Dia berpikir, dia jelas Zheng Ling, dia tidak menyembunyikan apa pun untuknya, untuk cinta Yan, Chi Guoguo, tetapi ketika dia kembali kepadanya tujuh tahun yang lalu, dia tidak mengenalinya karena otaknya kebanjiran!
Bagaimana dia bisa rela menyakitinya begitu parah!
"Jangan khawatir, Tuan Yan akan baik-baik saja. Percayalah padaku," katanya.
Setelah Zhan Fengxian parkir, dia baru saja keluar dari garasi dan melihat gambar peringatan energi tinggi di depan.
Kakak laki-laki dan ipar perempuan tertua begitu dekat, saling memandang dengan penuh kasih sayang.
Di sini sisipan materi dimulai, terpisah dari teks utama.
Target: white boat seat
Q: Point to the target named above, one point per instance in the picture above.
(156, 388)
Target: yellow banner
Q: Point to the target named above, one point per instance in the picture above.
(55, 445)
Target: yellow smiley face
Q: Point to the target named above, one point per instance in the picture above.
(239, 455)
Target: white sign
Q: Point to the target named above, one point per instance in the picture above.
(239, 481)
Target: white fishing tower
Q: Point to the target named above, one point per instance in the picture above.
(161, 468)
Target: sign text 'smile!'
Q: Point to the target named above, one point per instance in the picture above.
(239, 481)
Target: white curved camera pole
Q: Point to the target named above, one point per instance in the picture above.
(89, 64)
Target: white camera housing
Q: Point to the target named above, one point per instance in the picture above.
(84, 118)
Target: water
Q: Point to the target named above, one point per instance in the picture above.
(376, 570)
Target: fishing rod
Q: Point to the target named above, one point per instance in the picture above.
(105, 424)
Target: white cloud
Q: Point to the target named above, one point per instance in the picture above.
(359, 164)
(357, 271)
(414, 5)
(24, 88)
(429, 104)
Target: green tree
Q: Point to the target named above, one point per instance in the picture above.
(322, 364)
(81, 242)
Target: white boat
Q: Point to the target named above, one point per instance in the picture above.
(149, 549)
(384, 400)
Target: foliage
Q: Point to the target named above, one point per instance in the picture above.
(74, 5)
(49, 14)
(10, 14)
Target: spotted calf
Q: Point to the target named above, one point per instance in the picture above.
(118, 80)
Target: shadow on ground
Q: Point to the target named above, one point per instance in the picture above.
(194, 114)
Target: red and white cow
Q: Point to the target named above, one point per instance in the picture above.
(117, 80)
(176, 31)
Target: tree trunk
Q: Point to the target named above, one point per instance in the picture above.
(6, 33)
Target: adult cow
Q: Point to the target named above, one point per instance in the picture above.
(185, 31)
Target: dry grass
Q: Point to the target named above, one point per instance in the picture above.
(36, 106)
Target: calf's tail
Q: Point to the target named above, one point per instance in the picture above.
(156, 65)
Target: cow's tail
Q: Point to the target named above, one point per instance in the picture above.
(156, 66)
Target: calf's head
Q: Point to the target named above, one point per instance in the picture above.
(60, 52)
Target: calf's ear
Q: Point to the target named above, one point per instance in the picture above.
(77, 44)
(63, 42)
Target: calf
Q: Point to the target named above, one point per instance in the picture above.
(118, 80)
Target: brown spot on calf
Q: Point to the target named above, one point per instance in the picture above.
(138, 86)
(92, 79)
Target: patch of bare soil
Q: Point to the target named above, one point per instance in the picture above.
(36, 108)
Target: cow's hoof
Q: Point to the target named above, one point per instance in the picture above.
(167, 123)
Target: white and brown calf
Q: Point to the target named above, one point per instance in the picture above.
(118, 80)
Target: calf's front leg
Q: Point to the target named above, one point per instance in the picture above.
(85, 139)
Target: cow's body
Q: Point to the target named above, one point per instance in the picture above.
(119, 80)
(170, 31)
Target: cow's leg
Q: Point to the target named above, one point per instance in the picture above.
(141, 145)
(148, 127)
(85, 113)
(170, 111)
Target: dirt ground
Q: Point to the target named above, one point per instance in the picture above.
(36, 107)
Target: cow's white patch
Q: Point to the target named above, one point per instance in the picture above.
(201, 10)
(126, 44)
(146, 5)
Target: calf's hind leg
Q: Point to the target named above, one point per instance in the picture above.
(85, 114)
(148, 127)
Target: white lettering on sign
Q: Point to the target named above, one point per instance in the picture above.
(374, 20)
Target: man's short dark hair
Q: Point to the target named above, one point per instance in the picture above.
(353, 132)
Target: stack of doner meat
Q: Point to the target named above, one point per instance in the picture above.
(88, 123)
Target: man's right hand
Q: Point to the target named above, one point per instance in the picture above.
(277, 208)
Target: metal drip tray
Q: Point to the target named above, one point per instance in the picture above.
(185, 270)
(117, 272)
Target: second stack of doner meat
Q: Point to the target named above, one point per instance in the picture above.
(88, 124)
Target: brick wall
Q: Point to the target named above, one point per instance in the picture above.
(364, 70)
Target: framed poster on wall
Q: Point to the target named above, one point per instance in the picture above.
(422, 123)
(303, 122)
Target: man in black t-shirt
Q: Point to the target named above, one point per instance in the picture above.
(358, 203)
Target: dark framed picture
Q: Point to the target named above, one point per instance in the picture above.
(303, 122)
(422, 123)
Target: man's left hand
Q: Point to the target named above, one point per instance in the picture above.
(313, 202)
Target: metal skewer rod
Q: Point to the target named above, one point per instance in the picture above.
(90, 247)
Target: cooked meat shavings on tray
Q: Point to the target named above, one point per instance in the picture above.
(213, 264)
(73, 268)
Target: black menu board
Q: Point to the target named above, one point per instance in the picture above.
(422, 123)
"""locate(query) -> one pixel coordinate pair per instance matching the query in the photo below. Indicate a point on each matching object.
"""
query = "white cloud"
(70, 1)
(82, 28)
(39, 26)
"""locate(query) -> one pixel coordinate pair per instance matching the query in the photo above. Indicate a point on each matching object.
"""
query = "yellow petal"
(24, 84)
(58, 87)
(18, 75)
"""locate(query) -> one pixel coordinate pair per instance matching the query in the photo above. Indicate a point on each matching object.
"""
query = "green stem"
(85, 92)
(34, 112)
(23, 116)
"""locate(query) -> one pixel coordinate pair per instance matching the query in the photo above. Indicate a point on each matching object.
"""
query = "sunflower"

Seperti sepasang kekasih yang sedang jatuh cinta.
Sial, apa dia melihat bunga?
Patung es berjalan di rumah mereka menatap adik ipar dengan mata terik?
Fengxian mengeluarkan telepon, dan dia ingin menekan tombol rana untuk merekam momen langka ini.
Pada saat itu, dia dapat menggunakan foto hangat ini untuk memikat Zhan Suo dan Han Bao untuk membantunya melakukan apa yang dia bisa.
Fengxian mengarahkan kamera ke dua orang di depan pintu besi berukir putih, menekan tombol kamera, dan dengan satu klik, keajaiban muncul ...
Pada saat itu, Zhan Hanjue tiba-tiba mencium kening Luo Shihan, dan kemudian menatap Luo Shihan dengan lembut.
Zhan Fengxian melihat foto ini, tercengang.
Zhan Hanjue dan Luo Shihan memandang Fengxian pada saat yang sama, melihat ponsel di tangan Fengxian, mereka segera mengerti apa yang telah dia lakukan pada mereka.
“Beri aku teleponnya.” Zhan Hanjue datang.
"Saudaraku, gambar ini terlalu berharga. Tolong, serahkan padaku?" Feng Xian memohon.
Zhan Hanjue mengulurkan tangannya, matanya sedikit memadat, dan aura dingin menyebar ke seluruh tubuhnya.
Fengxian menyerahkan teleponnya dengan patuh.
Zhan Hanjue melihat foto itu, ketika dia mencium Zheng Ling, Zheng Ling ternyata adalah penampilan yang damai dan damai.
Senyum lembut meluap di alis Zhan Hanjue. Dia berpindah tangan dan meneruskan foto itu ke ponselnya, dan kemudian menghapus ponsel Fengxian.
Zhan Hanjue berkata, "Jangan khawatir, akan ada lebih banyak lagi di masa depan."
Fengxian menarik napas, "Saudaraku, kamu tidak akan dirasuki oleh Zhan Tingjun, kan?"
“Itu pamanmu, kamu seharusnya tidak memanggilnya dengan namanya.” Zhan Hanjue berkata dengan sungguh-sungguh.
Fengxian bergumam, "Bukankah aku belajar darimu?"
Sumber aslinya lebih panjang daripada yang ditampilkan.